4.2 LightGBM model performance on testing set

Finally, we evaluate the model’s performance on the test set (data from 2016 onwards). The results are in Table 2. Here are the main conclusions about the model’s performance:

  • Overall MAPE on test set is 0.211, which is competitive with the best validation fold (Fold 4: 0.198). This means the model is not overfitted to the cross-validation set. We have a good proxy for how the model would perform in the real world.
  • Quarterly MAPE is consistent (ranging from 0.198 to 0.227), indicating the model generalizes well across short- and medium-term forecasting.
  • The root of the MSE (RMSE) error brings the error back to GBP scale. The overall RMSE is 129.5 million GBP
  • The overall improvement to the baseline in a few percent at best. This data is difficult to forecast!
Table 2: LightGBM Performance on Test Set
Set Metric Q1 Q2 Q3 Q4 Overall
Test (all folds in training) MSE 16095.23 16688.62 16785.69 16182.42 16437.99
MAPE 0.227 0.211 0.198 0.208 0.211



5. Final portfolio building considerations

When building a portfolio based on revenue forecast, we want to know how well our model performs for different companies.

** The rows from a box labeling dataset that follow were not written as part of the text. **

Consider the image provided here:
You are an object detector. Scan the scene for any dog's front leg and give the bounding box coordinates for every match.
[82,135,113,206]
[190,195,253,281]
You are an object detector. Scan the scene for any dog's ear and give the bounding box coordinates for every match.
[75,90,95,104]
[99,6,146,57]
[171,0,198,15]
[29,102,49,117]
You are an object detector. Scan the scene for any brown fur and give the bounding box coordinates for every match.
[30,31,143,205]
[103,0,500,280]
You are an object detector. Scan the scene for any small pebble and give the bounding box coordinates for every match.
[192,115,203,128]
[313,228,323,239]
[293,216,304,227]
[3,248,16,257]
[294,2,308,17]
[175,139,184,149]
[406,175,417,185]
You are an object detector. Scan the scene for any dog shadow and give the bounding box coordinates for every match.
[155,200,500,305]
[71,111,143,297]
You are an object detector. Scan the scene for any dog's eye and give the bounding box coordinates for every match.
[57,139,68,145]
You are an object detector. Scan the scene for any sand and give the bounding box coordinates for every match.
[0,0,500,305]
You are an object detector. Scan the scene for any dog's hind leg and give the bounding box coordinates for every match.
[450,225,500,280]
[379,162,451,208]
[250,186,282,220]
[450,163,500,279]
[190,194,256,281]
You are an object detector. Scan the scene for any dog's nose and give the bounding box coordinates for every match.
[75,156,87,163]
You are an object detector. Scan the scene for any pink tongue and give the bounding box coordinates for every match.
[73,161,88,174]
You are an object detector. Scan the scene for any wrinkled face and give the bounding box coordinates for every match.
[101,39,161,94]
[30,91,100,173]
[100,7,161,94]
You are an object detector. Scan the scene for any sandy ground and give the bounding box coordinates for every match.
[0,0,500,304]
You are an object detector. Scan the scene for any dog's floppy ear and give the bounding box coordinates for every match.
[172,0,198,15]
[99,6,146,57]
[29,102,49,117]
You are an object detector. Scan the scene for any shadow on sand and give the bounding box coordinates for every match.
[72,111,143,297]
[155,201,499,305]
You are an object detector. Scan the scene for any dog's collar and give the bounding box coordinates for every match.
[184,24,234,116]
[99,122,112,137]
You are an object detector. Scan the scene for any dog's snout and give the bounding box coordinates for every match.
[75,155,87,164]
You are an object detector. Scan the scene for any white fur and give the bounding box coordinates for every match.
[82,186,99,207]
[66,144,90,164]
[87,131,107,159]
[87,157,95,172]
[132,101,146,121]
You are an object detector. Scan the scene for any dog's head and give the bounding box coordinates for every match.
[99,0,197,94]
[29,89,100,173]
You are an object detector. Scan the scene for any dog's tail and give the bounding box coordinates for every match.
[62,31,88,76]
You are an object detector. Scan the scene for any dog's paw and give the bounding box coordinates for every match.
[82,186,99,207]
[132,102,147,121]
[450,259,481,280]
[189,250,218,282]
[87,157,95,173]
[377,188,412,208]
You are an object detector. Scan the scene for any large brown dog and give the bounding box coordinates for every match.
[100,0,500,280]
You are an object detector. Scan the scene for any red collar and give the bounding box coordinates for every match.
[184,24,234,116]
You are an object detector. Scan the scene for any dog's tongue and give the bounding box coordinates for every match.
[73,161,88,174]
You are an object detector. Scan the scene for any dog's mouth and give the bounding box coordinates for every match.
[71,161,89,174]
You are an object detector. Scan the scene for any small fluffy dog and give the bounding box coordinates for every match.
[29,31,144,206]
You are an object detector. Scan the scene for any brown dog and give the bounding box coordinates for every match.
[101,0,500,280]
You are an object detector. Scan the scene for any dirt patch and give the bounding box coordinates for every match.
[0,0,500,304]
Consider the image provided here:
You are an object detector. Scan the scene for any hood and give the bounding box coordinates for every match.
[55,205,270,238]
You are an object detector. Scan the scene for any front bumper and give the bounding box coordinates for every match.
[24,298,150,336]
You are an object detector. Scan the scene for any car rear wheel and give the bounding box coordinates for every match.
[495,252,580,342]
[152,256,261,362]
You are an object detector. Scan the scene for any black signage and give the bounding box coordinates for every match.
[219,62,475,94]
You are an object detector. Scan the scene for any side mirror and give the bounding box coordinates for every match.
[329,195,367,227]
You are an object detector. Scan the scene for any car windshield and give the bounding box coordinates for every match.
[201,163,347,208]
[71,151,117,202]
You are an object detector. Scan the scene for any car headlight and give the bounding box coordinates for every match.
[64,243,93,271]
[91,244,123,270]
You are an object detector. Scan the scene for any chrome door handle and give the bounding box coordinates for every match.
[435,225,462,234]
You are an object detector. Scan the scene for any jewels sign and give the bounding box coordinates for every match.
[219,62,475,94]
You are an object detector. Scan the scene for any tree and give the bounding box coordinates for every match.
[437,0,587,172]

There is a risk associated with the model performance. For a minimum risk portofolio, we may opt to only select companies in which the ML model performs well.

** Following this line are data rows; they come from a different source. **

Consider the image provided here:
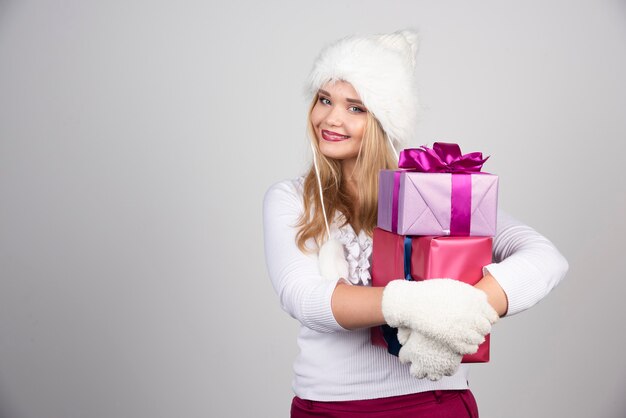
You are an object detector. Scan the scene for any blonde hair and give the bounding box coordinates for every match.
[296,94,397,252]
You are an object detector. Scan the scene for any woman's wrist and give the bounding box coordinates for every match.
[474,274,509,316]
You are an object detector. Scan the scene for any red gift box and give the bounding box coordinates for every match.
[371,228,492,363]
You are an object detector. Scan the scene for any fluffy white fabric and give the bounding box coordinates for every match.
[398,327,463,381]
[318,238,348,280]
[307,30,418,149]
[382,279,498,354]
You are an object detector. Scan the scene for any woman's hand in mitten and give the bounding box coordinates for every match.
[398,327,463,380]
[382,279,498,354]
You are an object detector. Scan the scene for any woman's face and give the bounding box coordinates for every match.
[311,81,367,163]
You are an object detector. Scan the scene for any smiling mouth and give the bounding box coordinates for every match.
[322,129,350,142]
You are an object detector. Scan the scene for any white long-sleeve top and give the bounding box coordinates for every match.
[263,177,568,401]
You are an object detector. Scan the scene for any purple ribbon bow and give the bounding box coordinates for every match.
[398,142,489,174]
[391,142,489,236]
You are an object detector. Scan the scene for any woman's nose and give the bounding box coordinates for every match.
[326,107,343,126]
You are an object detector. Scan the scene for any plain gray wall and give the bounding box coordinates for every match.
[0,0,626,418]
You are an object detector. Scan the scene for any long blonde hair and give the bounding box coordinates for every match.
[296,94,397,252]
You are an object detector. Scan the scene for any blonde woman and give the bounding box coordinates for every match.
[264,31,568,418]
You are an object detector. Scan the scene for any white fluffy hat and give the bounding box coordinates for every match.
[308,30,418,149]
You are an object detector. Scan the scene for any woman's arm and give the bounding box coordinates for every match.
[263,180,345,332]
[331,275,507,329]
[332,211,568,329]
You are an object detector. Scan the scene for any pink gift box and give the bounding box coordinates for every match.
[378,170,498,237]
[371,228,492,363]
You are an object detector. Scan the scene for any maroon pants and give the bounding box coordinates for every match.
[291,389,478,418]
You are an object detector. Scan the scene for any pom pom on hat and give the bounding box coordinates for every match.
[307,30,418,149]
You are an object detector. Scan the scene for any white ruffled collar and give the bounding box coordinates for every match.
[332,214,372,286]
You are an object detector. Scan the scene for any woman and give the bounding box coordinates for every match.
[264,31,567,417]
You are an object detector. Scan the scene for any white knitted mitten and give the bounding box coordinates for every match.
[318,238,348,280]
[382,279,498,354]
[398,327,463,380]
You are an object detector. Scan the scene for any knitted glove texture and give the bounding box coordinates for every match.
[382,279,498,354]
[398,327,463,380]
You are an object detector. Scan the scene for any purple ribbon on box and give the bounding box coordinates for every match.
[391,142,489,236]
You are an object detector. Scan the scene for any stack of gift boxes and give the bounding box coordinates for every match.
[371,143,498,363]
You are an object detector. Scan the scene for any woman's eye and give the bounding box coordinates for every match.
[320,97,330,104]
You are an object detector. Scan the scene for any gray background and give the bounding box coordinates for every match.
[0,0,626,418]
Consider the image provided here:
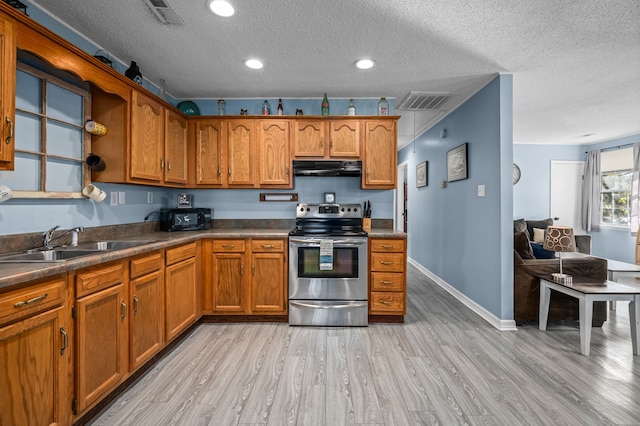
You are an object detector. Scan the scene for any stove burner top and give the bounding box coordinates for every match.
[289,204,367,237]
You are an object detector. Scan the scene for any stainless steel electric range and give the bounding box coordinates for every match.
[289,204,368,326]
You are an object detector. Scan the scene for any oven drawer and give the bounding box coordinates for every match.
[289,300,369,327]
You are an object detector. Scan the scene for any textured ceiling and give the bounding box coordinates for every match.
[26,0,640,150]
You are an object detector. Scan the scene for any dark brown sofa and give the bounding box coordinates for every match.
[513,233,607,327]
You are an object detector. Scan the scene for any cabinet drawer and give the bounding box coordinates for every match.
[370,253,405,272]
[0,276,67,325]
[76,262,127,298]
[167,243,196,265]
[369,238,404,253]
[371,272,404,291]
[213,240,244,253]
[129,253,163,279]
[369,291,405,315]
[251,240,284,253]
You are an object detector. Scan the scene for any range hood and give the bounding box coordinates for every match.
[293,160,362,177]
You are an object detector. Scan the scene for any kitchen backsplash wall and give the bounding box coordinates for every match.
[0,177,395,235]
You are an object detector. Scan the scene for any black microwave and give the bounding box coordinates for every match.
[160,208,211,232]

In fact, there is a lot of variance in the performance of the model when grouping by companies. I show the distribution of MAPE errors in Figure 4. We see that there are in fact many companies with much lower MAPE than the overall result. For example, these id’s have MAPE’s less than 5\%: 93 , 95 , 694, 876, 879, 1177 , 1273 , 1595 , 1648 , 1682 , 1865. There are also a few outliers for which the model does not work at all! We probably would not want to include these in our portoflio.

fig4
Figure 4: Number of data points as a function of time, and data splits for cross-validation.